静岡大学農学部の竹内純准教授の研究グループは、アブシシン酸(ABA)の代謝不活性化機構に着目。ABAを構造改変することにより植物体内で代謝不活性化され難く、かつ太陽照射下でも安定なABAアゴニストを開発した。
ABAの光安定性の低さは、側鎖ジエン酸の共役二重結合および環部のα,β-不飽和カルボニル基に由来する。これまでの研究では、光安定性の向上を目的として側鎖ジエン酸をフェニル酢酸に置換したABAアナログ(BP2A)、及びBP2Aの α,β-不飽和カルボニル基の4‘位ケトンを還元したMe 1’,4‘-trans-diol-BP2Aを創出してきた。しかし、植物体内で代謝不活性化されてしまうという課題は残ったままであった。
ABAは代謝不活性化酵素(CYP707A)によってシクロヘキセノン環上の8‘位メチル基が水酸化された後、異性化して低活性なファゼイン酸へと変換されます。従って、代謝抵抗性を付与するには、シクロヘキセノン環を改変することが有効であると考えました。そこで、BP2Aのシクロヘキセノン環をシアノシクロプロピル基に置換した化合物Me CP2As(3A–ⅽ)を合成した。
シアノシクロプロピル基は共役二重結合を含まないため、期待通り日光照射に対して高い安定性を示した。だが、生物活性はABAの10分の1~30分の1程度に低下した。これは受容体に対する親和性が低下したためだと推測できる。
次に、BP2Aをメチルエステル化した後、8′位メチル基にアセチレンを導入して4′位ケトンを還元したMe 8‘-methylidyne-1’,4′-trans-diol-BP2A(4)、及び Me BP2Aのシクロヘキセノン環にベンゼン環を融合したMe tetralone-BP2A(5)を設計。
また、化合物 5 の 4′位ケトンを還元したMe diol-teralone-BP2A(6)も合成しました。日光照射試験において、化合物4–6はいずれもBP2Aよりも高い光安定性を有していることを確認した。また、シロイヌナズナの種子発芽阻害を指標とした生物活性試験において、化合物5と6はBP2Aよりも強い阻害活性を示した。
さらにin vitro試験の結果から、化合物5/6の活性向上は、植物体内での代謝安定性に由来することが示唆されました。
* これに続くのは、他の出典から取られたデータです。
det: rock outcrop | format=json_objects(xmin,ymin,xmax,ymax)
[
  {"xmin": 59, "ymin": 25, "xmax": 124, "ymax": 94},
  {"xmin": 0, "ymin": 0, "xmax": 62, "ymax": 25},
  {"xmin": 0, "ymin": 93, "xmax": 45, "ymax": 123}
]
研究グループは「本研究で開発した化合物5及び6は、農業現場でABAを使用する際に障害となっていたABAの弱点を克服する1つの方法だと思う」とし「今後は、シロイヌナズナ以外の農作物に対する効果や薬物動態を追究することで、ABAアナログの農業利用へと繋がることが期待される」とコメントしている。